De passage à Paris, Minervini nous a accordé une interview. Il nous a parlé de la genèse des Damnés : « Ce film part de réflexions anciennes, notamment sur la figure controversée du Général Custer, mais j’ai pris la décision de le réaliser après les événements du 6 janvier 2021 (…) je pensais entre autres à l’image de l’homme fort projetée à travers eux et qui a fait le tour du monde… l’homme habillé en viking qui, à travers la force de ses mains et de ses muscles, détruit les Institutions ». Il s’agissait aussi de questionner le rapport entre l’« aspect musculaire et héroïque de la guerre » et le « sacrifice pour une cause juste »… de « mettre en question la représentation traditionnelle – justificatrice, spectaculaire et propagandiste – de la guerre dans le cinéma américain ».

Roberto Minervini suit les Nordistes dans leur avancée.
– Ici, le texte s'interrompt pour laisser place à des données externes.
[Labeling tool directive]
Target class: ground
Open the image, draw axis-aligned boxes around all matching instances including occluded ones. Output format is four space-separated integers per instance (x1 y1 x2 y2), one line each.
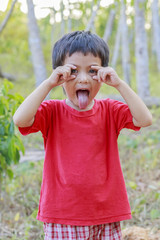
0 107 160 239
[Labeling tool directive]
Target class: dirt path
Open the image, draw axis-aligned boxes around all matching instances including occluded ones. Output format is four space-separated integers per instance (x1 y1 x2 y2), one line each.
20 149 44 162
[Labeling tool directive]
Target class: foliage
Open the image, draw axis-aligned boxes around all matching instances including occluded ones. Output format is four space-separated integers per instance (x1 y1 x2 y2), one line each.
0 80 24 185
118 111 160 230
0 160 44 239
0 0 160 97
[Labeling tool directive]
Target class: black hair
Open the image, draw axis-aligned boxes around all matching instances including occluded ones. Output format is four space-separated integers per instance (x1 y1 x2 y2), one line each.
52 31 109 69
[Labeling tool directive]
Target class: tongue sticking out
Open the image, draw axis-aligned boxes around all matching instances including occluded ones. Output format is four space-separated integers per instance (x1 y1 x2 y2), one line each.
77 90 89 109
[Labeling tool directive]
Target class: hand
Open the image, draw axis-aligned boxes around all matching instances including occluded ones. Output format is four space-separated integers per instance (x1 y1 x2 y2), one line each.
48 64 77 88
91 66 121 88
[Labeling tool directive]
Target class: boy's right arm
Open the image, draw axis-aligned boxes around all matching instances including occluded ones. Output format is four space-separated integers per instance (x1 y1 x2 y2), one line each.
13 64 76 127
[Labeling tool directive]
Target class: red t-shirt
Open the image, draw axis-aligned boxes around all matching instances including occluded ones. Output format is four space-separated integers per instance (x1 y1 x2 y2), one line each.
19 99 140 226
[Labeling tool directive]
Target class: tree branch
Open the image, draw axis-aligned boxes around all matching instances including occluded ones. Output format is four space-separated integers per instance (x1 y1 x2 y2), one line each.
0 0 17 34
85 0 101 32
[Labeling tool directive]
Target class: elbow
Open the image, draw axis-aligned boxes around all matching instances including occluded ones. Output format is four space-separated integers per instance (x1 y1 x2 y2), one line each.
142 113 153 127
13 114 20 127
13 114 34 128
133 113 153 127
145 116 152 127
13 112 23 127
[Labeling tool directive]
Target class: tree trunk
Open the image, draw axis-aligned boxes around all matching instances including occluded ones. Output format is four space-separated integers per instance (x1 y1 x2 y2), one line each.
0 0 17 34
60 0 65 37
111 12 122 68
27 0 47 87
51 7 56 45
85 0 101 31
103 9 115 43
151 0 160 71
67 1 72 33
134 0 150 98
121 0 131 85
67 17 72 33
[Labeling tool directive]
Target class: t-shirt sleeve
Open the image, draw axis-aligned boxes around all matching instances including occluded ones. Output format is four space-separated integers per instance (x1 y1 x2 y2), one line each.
18 100 53 139
109 99 140 135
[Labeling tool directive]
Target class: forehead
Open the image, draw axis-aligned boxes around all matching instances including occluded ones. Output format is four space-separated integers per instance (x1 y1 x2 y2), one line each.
64 52 102 66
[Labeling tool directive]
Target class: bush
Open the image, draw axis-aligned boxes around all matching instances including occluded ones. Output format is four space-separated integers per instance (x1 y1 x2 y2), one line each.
0 80 25 186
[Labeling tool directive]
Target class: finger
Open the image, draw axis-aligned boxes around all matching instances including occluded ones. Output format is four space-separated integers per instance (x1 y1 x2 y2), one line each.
92 75 99 81
97 70 103 83
91 65 102 70
65 64 77 69
65 65 77 77
103 67 114 76
61 74 76 82
102 72 108 81
63 68 71 79
66 75 76 81
59 75 64 81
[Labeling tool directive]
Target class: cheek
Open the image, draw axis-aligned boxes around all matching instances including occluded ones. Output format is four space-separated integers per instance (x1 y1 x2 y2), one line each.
63 82 76 96
92 82 101 92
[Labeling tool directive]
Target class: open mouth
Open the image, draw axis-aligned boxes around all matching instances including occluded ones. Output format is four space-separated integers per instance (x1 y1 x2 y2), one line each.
76 89 90 98
76 90 90 109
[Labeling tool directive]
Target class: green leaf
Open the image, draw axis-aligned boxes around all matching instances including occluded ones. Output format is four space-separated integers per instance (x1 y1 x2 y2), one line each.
0 78 24 184
8 136 14 160
155 192 160 200
126 139 138 149
0 154 6 171
8 120 15 136
14 212 20 222
0 97 9 113
14 135 25 155
0 101 5 115
150 209 160 220
0 124 5 135
1 80 13 96
14 149 20 164
6 168 14 180
128 181 137 190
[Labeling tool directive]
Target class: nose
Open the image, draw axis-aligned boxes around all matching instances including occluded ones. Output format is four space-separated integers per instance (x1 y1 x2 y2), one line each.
77 71 89 83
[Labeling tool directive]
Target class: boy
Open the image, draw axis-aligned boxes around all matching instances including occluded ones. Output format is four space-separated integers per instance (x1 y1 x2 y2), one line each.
13 31 152 240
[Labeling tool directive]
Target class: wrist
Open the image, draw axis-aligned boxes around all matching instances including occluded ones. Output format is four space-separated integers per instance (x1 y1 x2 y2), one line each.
115 79 126 91
45 76 57 90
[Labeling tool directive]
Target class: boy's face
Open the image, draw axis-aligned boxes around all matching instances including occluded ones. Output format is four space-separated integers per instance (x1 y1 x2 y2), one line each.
63 52 102 111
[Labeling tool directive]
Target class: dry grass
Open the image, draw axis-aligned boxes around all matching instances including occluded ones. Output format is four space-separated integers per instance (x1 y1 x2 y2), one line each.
0 108 160 239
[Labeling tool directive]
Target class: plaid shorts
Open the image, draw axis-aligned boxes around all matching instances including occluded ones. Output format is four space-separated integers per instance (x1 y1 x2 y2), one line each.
43 222 122 240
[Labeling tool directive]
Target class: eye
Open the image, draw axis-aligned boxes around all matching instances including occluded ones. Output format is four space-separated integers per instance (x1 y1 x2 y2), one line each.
89 69 97 74
71 69 78 74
Rompant avec les règles du genre – le film de guerre -, il se concentre sur leur vie quotidienne, sur ce qui, en elle, relève de l’infra-ordinaire : installation du campement, parties de base-ball et de cartes, moments où des soldats prennent le café, où l’un d’eux mange un sucre, ou un autre coud un vêtement, où encore un autre prend soin de son cheval… Il montre aussi ces soldats, ou d’autres, apprenant à manier leurs armes à feu, montant la garde, faisant des reconnaissances, priant. Il écoute et rapporte des échanges qu’ils ont entre eux.
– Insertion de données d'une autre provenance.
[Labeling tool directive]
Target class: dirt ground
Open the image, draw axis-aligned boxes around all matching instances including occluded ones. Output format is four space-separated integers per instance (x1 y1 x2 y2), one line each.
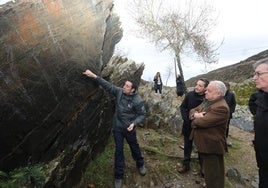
120 125 258 188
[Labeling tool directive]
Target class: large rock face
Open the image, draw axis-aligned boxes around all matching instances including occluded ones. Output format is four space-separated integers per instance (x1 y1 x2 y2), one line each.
0 0 123 186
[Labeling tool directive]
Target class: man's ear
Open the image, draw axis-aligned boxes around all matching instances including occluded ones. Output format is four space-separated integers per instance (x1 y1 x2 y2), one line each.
131 88 135 93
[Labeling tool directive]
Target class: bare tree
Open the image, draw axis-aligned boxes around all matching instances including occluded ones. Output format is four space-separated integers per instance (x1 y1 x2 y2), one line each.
127 0 220 91
164 63 173 86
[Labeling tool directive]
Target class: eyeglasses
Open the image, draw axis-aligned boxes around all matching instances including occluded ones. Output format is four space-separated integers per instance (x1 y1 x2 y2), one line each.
253 71 268 78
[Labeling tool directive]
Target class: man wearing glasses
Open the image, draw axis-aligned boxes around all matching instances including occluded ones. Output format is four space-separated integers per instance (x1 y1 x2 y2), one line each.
251 57 268 188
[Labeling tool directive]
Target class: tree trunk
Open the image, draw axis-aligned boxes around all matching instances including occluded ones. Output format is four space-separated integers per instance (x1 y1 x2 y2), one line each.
175 53 188 93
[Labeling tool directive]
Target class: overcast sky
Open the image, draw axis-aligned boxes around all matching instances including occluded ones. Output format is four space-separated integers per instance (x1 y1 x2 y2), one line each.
113 0 268 86
1 0 268 86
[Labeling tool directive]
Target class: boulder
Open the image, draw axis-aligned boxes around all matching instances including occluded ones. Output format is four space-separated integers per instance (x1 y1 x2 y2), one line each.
0 0 124 186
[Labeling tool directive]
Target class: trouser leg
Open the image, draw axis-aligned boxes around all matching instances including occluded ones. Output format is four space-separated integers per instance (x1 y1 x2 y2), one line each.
255 148 268 188
125 129 144 168
183 135 193 166
198 152 204 177
259 168 268 188
113 130 125 179
200 153 224 188
226 118 230 137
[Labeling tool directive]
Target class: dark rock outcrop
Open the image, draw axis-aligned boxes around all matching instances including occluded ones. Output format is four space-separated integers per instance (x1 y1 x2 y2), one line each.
0 0 124 186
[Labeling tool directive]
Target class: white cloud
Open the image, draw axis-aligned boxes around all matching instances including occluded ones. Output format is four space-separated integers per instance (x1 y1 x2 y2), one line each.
0 0 12 5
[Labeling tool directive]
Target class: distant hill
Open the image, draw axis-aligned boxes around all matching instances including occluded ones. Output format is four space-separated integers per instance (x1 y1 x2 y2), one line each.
185 49 268 87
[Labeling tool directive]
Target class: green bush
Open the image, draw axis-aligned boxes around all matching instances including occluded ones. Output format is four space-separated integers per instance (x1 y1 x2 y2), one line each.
232 81 256 105
0 164 47 188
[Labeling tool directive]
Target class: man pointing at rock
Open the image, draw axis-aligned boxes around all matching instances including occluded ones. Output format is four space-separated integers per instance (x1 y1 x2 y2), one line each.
83 69 147 188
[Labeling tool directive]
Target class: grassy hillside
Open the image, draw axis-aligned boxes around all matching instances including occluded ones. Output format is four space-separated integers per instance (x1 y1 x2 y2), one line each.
186 49 268 87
Pas très loin du Désert des Tartares (1940) de Dino Buzzati, le spectateur ressent le temps mort, le temps des morts, comme une étreinte métaphysique. Et le spectacle est fascinant. Dans l’entretien qu’il nous a accordé, Minervini a reconnu l’évidence de cette référence, mais a évoqué la façon dont il entendait représenter ou ne pas représenter l’ennemi : « Pour moi, l’absence d’identification de l’ennemi n’est pas faite pour accentuer le sentiment d’attente, mais pour éliminer, pour rompre avec le paradigme du bien et du mal, avec l’idée de la cause juste qui justifierait le fait de faire la guerre. Ma prise de position consistant à ne pas vouloir identifier un ennemi est une prise de position politique qui s’oppose aux schémas traditionnels du film de guerre ».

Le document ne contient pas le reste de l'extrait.